Когда речь зашла о солидности и устойчивости «Искры», Василий Степанович отозвался самоуверенно: «Искра» — камень-адамант, и врата адовы не одолеют ее».
— Не думайте, — распространялся он на эту тему, — что я работаю только с постоянными сотрудниками: Минаевым, Бурениным, Вейнбергом, Стопановскмм и другими. Каждый новый день дает мне новых сотрудников, предлагающих мне услуги из всех уголков нашего необъятного отечества. Нет той почты, чтобы я не получил 20–30 писем от разных корреспондентов с материалами для «Искры». Правда, всё это — сырье, его нужно перерабатывать. Но, ведь, мы только начинаем еще наше поступательное движение. Чрез несколько лет, в особенности, если нам дадут полную свободу печати, мы оперимся. У «Искры» будут сотни сотрудников, не кропунов, а людей ума, знаний и таланта, людей, преданных делу и способных одушевить нашу теперешнюю мертвую подцензурную сатиру. Журнал поднимется на довлеющую ему высоту и я надеюсь, что он — этот бедный мой журнал, со временем будет лежать на столе у каждого образованного человека и к голосу его будут прислушиваться не одни только простые смертные, но и люди с весом и положением в государстве. Вот тогда-то мы с вами, Петр Косьмич, развернемся во всю и сделаем не одно дело доброе…

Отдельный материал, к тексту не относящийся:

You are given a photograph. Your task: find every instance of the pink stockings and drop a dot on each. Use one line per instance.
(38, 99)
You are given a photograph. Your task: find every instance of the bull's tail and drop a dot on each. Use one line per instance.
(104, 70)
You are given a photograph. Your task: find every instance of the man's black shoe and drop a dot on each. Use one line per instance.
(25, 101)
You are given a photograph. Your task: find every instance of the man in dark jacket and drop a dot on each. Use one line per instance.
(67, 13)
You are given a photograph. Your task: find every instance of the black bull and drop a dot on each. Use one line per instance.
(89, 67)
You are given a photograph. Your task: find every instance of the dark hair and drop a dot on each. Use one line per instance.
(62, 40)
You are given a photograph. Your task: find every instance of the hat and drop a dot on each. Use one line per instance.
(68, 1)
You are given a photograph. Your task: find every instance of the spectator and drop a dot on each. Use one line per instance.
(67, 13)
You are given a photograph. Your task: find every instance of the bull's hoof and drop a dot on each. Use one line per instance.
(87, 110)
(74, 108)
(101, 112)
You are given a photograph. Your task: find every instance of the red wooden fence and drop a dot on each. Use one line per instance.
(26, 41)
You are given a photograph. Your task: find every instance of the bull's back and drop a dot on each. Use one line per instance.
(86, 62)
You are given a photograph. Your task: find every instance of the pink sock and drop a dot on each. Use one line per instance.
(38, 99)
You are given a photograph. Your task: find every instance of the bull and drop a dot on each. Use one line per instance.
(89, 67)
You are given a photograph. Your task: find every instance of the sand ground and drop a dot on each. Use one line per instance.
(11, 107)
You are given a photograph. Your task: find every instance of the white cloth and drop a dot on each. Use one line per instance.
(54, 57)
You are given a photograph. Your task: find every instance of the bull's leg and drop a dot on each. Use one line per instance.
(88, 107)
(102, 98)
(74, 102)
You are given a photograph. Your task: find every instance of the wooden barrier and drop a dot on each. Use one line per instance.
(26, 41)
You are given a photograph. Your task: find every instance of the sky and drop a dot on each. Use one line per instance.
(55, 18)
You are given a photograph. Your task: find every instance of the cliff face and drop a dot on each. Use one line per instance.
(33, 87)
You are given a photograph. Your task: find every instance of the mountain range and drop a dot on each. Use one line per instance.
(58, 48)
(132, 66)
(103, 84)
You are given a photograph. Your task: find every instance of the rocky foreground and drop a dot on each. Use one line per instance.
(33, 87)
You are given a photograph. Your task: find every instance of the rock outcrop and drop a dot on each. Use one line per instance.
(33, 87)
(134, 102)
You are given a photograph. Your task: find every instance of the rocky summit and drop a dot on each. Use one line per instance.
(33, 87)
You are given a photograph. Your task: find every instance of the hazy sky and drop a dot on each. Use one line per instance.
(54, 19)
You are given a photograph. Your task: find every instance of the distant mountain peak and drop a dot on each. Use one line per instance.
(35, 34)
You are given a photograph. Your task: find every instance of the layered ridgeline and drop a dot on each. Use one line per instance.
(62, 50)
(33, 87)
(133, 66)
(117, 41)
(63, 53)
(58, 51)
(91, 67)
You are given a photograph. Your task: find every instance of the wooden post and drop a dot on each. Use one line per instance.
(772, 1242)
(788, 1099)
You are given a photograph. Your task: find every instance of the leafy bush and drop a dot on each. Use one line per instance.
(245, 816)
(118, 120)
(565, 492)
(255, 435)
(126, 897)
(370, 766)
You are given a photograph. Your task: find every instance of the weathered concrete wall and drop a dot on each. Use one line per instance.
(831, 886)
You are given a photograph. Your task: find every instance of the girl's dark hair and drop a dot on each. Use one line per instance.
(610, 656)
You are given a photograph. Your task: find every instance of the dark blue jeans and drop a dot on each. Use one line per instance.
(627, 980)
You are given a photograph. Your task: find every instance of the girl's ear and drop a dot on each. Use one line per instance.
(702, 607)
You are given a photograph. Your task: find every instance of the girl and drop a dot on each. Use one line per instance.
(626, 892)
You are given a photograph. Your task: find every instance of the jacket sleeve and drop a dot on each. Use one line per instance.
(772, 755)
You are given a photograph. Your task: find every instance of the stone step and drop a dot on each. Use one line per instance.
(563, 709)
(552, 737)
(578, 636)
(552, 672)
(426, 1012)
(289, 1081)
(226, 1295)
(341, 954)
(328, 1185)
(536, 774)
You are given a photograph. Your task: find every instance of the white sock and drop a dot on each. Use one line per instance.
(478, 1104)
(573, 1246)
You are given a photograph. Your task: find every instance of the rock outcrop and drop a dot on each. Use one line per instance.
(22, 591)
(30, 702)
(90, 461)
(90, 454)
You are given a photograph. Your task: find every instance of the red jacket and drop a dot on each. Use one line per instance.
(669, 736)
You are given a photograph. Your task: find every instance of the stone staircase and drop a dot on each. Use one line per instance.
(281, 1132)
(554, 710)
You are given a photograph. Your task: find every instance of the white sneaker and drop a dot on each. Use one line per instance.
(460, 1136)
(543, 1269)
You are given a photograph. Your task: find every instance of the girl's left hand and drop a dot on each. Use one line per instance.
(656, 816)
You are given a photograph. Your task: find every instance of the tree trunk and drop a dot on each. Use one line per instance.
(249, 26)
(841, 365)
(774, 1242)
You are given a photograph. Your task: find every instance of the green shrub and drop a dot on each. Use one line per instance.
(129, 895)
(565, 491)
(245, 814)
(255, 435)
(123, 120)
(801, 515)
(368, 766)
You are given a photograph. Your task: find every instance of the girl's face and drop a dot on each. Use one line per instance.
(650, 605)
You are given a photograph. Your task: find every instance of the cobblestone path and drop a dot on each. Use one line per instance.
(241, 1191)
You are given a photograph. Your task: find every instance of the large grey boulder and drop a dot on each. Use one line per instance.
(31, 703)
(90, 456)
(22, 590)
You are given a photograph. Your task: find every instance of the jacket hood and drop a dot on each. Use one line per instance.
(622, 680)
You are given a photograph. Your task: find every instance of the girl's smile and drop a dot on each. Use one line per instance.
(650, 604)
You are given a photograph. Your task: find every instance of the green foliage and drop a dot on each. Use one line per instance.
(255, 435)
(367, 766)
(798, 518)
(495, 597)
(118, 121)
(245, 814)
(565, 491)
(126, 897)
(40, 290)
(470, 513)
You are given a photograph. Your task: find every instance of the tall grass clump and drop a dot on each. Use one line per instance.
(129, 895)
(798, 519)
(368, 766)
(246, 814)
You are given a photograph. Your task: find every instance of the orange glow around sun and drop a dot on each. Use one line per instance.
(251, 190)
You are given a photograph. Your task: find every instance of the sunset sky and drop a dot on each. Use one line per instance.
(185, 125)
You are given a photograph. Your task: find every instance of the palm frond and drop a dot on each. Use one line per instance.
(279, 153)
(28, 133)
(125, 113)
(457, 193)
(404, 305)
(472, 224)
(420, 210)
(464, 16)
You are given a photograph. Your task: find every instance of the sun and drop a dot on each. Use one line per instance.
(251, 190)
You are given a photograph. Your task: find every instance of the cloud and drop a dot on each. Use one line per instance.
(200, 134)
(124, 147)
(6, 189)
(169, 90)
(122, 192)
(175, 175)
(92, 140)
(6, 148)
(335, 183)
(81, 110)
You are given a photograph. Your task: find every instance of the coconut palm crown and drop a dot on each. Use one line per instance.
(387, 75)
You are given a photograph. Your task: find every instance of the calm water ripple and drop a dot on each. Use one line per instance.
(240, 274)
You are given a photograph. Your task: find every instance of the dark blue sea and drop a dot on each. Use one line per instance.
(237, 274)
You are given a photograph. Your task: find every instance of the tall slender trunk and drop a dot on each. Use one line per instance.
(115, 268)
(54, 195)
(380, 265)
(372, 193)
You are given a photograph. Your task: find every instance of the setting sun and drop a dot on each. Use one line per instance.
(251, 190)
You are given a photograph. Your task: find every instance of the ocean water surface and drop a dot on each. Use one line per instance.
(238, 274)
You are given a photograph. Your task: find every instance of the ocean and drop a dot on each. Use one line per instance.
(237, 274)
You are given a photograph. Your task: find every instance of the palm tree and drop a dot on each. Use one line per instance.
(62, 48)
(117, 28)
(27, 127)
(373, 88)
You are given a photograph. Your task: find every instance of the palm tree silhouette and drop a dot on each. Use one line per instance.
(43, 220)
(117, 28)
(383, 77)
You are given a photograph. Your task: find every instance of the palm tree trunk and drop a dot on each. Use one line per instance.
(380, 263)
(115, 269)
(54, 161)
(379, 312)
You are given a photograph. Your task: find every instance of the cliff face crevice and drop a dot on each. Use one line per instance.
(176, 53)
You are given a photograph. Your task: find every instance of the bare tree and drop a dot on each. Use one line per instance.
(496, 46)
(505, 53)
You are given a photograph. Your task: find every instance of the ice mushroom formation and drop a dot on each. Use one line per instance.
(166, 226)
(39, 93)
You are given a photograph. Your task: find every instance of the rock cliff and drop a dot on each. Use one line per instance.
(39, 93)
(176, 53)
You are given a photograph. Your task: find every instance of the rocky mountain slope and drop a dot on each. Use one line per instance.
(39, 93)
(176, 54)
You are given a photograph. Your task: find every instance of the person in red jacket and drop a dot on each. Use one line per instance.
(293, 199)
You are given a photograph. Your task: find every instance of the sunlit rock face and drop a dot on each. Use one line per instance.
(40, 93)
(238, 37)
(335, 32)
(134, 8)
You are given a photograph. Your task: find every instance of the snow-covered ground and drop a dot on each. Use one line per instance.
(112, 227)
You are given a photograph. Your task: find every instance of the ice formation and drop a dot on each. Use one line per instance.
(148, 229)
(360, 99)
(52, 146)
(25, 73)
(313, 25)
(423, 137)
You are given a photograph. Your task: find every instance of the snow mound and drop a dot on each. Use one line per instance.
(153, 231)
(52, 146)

— Дай Бог! дай Бог! — лепетал я, увлекаемый такими широкими задачами почтенного Василия Степановича [36] .
— А знаете ли, почему я так расположен к вам, Петр Косьмич? — спрашивал меня гостеприимный хозяин. — Очень просто. Я сам начал писать, будучи юным офицером и по личному опыту знаю, как тяжело нашему брату, субалтерн-офицеру, пробивать себе дорогу. Поэтому, я поставил себе задачей помогать коллегами, по жребию судьбы чем могу — словом, делом иль советом. В этом отношении вы можете всегда рассчитывать на меня.
36
Конечно, все это осталось в области прекрасных мечтаний и суетных надежд. «Искра», как известно, в скорости зачахла, и, несмотря на все усилия ее властителя, должна была прекратить свое существование. Здесь не место распространяться об этом тяжелом событии в жизни Василия Степановича, тем более, что в своем месте я сообщу о нем известные мне факты. Но при всем том, мне кажется вполне уместным, именно здесь указать на тот факт, что «Искра» прекратилась не потому, что — как заявил г. Чуйко в «Очерках современной русской поэзии», — прошла пора обличений и обличительная литература приелась публике, но вследствие того, что издатель «Искры» жил выше своих средств, к чему его вынуждали многие обстоятельства, а главное — постоянные столкновения его с Натальей Романовной, которую он ненавидел и презирал, но терпел ради ребенка, и от которой он, при каждом удобном случае, убегал и бросался в водоворот столичных развлечений, стоящих, как известно, больших денег. Я думаю даже, что «Искра», будь у ней не 9–10 000, а 30–40 000 подписчиков — и тогда не могла бы долго существовать при главенстве В. С. Курочкина, так как увеличение средств послужило бы только к увеличению его случайных трат, а результаты, в конце концов, получились бы одни и те же.
Поблагодарив его от души, я рассказал ему, что мне удалось заручиться некоторыми шансами на причисление к Главному штабу, и что я, если не в нынешнем, то в будущем году, переселюсь на жительство в Петербург.
— Ну, вот и отлично, — одобрил Василий Степанович, — значит, мы будем с вами жить в соседстве, не забывайте же «Искры», помните, что у вас тут есть друзья.
Выйдя от Курочкина, я поехал проститься с Минаевым в Лесной, но не застал его дома. Екатерина Александровна приняла меня в сильном нервном раздражении.